Paseo por las calles de Roma. Llevo de la mano a mi novia, Karen. Vamos a un restaurant para cenar sólo porque era el local preferido de Anthony Quinn. Y en mi cabeza se repite una y otra vez la escena de una película y su música.
Con su brazo derecho estirado hacia un grupo de personas reunidas en torno a una pileta en medio de una plaza, su índice apuntando, el pulgar levantado y el resto de los dedos empuñados, como si fuera una pistola.
Girando sobre sí, con sombrero, chaqueta, pantalón azul, camisa blanca desordenada, corbata rojiza y una gran medalla colgando del cuello, que es su símbolo de autoridad, dice en tono burlón: “¿Qué clase de personas son ustedes?”. La música irrumpe, mientras el pueblo comienza a bailar feliz, bajo el sol en el norte de Italia.
Así recuerdo a Anthony Quinn interpretando a Italo Bombolini, el astuto alcalde de la película “El secreto de Santa Victoria” (1969), con la música de mi tocayo Ernest Gold. Esa melodía incidental fue parte importante de la banda sonora de mi infancia. La historia de este filme es magia pura.
Todos los pobladores de Santa Victoria se unen para apoyar a Bombolini en una idea arriesgada, pero digna: esconder de los alemanes -que van en retirada, en las postrimerías de la Segunda Guerra Mundial- un millón de botellas del delicioso vino que le ha dado fama al villorrio en toda Europa.

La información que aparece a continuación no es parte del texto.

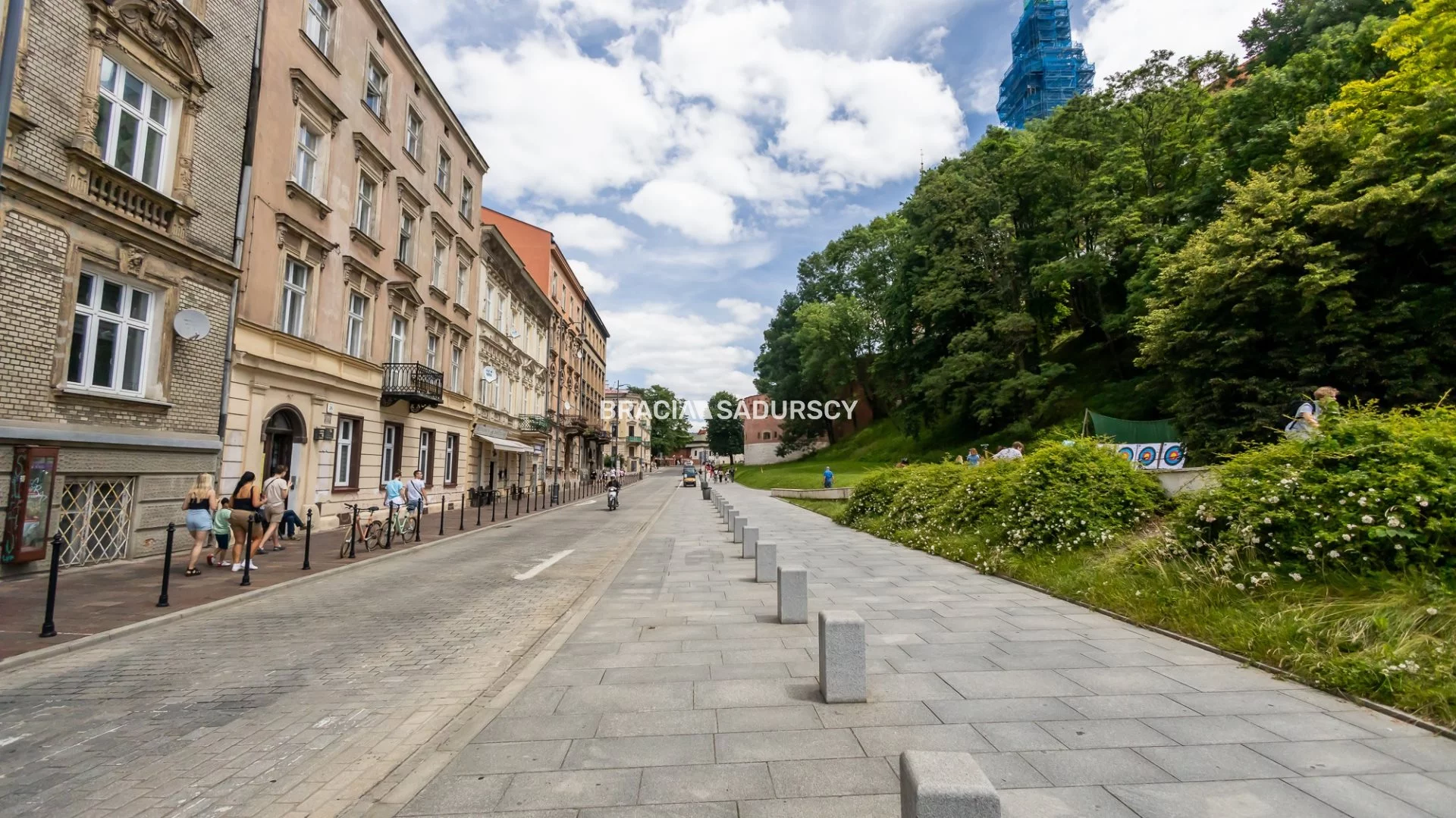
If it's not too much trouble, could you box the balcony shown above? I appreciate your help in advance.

Qué mejor rol para este actor mexicano, cuyo padre -de origen irlandés- fue combatiente rebelde en la Revolución Mexicana, mientras que su madre fue descendiente de aztecas. En mis recuerdos, lo veo bailando en medio de esa plaza, mientras con mi prometida recorremos una Roma cálida, húmeda, cosmopolita, histórica, sorprendente, emocionante -simplemente- maravillosa.
Luego de admirar la majestuosidad de la Fuente de Trevi, subimos por la calle Poli para doblar a la derecha en la calle del Tritone. Vimos la entrada del local al pasar por la calle Sistina, casi llegando a la plaza Barberini, donde además está la famosa fuente Sistina y la estación Barberini del Metro, desde donde más tarde tomaríamos el tren suburbano para regresar a nuestro hotel.

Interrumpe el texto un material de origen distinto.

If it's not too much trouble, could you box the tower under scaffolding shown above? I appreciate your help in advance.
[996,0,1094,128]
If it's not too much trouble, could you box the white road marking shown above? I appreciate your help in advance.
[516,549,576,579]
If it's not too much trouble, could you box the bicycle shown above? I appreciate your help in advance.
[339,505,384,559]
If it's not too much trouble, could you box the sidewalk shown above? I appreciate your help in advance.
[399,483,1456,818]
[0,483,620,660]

El restaurante y pizzería «La Fontanella Sistina», de Roberto Pepi, era el local de Roma preferido por Anthony Quinn, y así se aprecia en la fotografía que publican en el folleto-menú que ofrecen a los turistas: aparecen Roberto y Antony sonriendo, compartiendo una mesa con preparaciones italianas sabrosas e inolvidables. Como los Rigatoni a la Carbonara y los Spaghetti al Scoglio que probamos nosotros.
Son tantos los lugares sorprendentes de Roma, que regresaríamos mil veces más: El Vaticano, la Capilla Sixtina, el castillo de Sant’ Angelo, el Panteón, la plaza Navonna, el Trastevere, el Coliseo, el Foro Romano, el puente de Sant’ Angelo y la plaza de Spagna con una Inmaculada Concepción idéntica a la que corona el cerro San Cristóbal de Santiago de Chile.
Si quisiera en esta columna tratar de describir Roma y a los italianos me faltaría espacio. Tuve el placer de conocer a varios de ellos en distintos pueblitos, ciudades y diversas zonas, con el privilegio incluido de haber probado sus vinos.
Por eso entiendo la frustración y ofuscación del capitán nazi Von Prum, cuando apunta con su arma a Bombolini, mira al pueblo reunido en la plaza y les dice con rabia: “¿Qué clase de personas son ustedes?”, luego de darse por vencido al no hallar el escondite de todas las botellas de vino de Santa Victoria y encabezar el retiro de las tropas nazis.
También hubiera bailado con ellos, celebrando su triunfo final. En mi cabeza, junto a Karen, bailo con todos, mientras apuro el último trago de una botella ahora vacía, en «La Fontanella Sistina» de Roma, recordando a Anthony Quinn.